In the next burst of meaning, the meaning wound up roaring again.
First, Delgado stood up with his head wrapped in a bandage, as if auditioning for some role as an extra in a war film. The accessory almost looked worth donning as a choice, as some sort of emblem of want.
Both sides wanted this deeply, and Delgado played on, and Ricardo Oliveira lined up his free kick, and …
And that blast managed to stray somewhere through the calves and knees and tibias and femurs of the wall, hurrying all the way to a spot where goalkeeper Mohamed Khalef could only flick it with a glove.
When it nudged behind the left post into the net, the audience at the theatre almost seemed puzzled for a second.
Then Oliveira and mates went rambling off the pitch into one of the festive zones in front of the fans, and a good clamour loosed from the opposite corner from before.
One moment, a hush awaited the treatment of an injured player; the next, the whole thing had turned back the other way.
It was the kind of strange moment that reminds you that the 3-1 scores of the world come in all different forms, from the 3-1 dominances (see Barcelona versus Manchester United, last May) to the 3-1 that hinged on a quirky moment.
"I think we really have bad luck," said the Baniyas midfielder Francisco Yeste.
Baniyas still aggressed beautifully from there, particularly with Amer Al Hammadi's gorgeous 89th-minute cross to Andre Senghor's head which forced one of Ali Kasheif's good saves, but when the match unleashed one final bit of evidence of its significance, it did so in counter-attack.
Just then, Ibrahim Diaky sent a dream of a long ball to Ahmed Ali Mubarak to lend his reserve teammate a dream of a moment.

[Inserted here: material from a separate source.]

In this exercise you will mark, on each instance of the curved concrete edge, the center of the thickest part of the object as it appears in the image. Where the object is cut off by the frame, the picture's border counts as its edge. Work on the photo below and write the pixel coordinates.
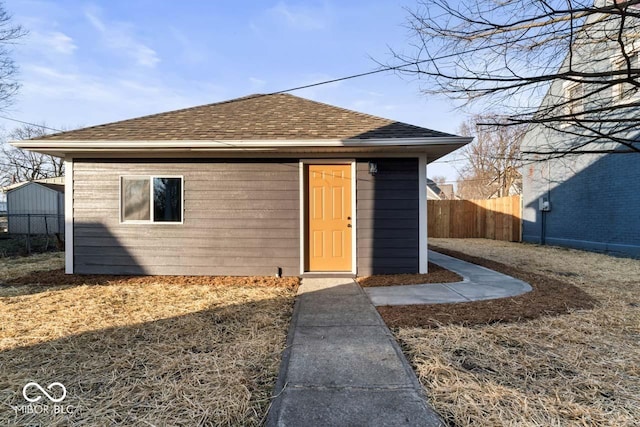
(479, 283)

Indeed, Emirati kids of various ages might dream of being Mubarak, of sprinting just ahead of the defence, collecting the ball and finishing such that, had you done it yourself, you might watch on YouTube every morning from here on.
Another deeply felt President's Cup night was about to meet its clinching, and it was about to do so when Jazira's Mubarak instinctively found the way to navigate two adapting defenders and one waiting goalkeeper, all by moving to his left across the box, eyeballing a shaft of light between the defenders and playing some misdirection. All in a whoosh he capitalised on the goalkeeper's shift right and shipped the ball back into the right edge of the goal.
When he finished finishing and scrambled over to yet another corner of the stadium to the fans, well, it would be hard to feel happier for anyone. As Al Jazira employees hugged in clots all over the place, that guy had just put the crown on a night full of feeling.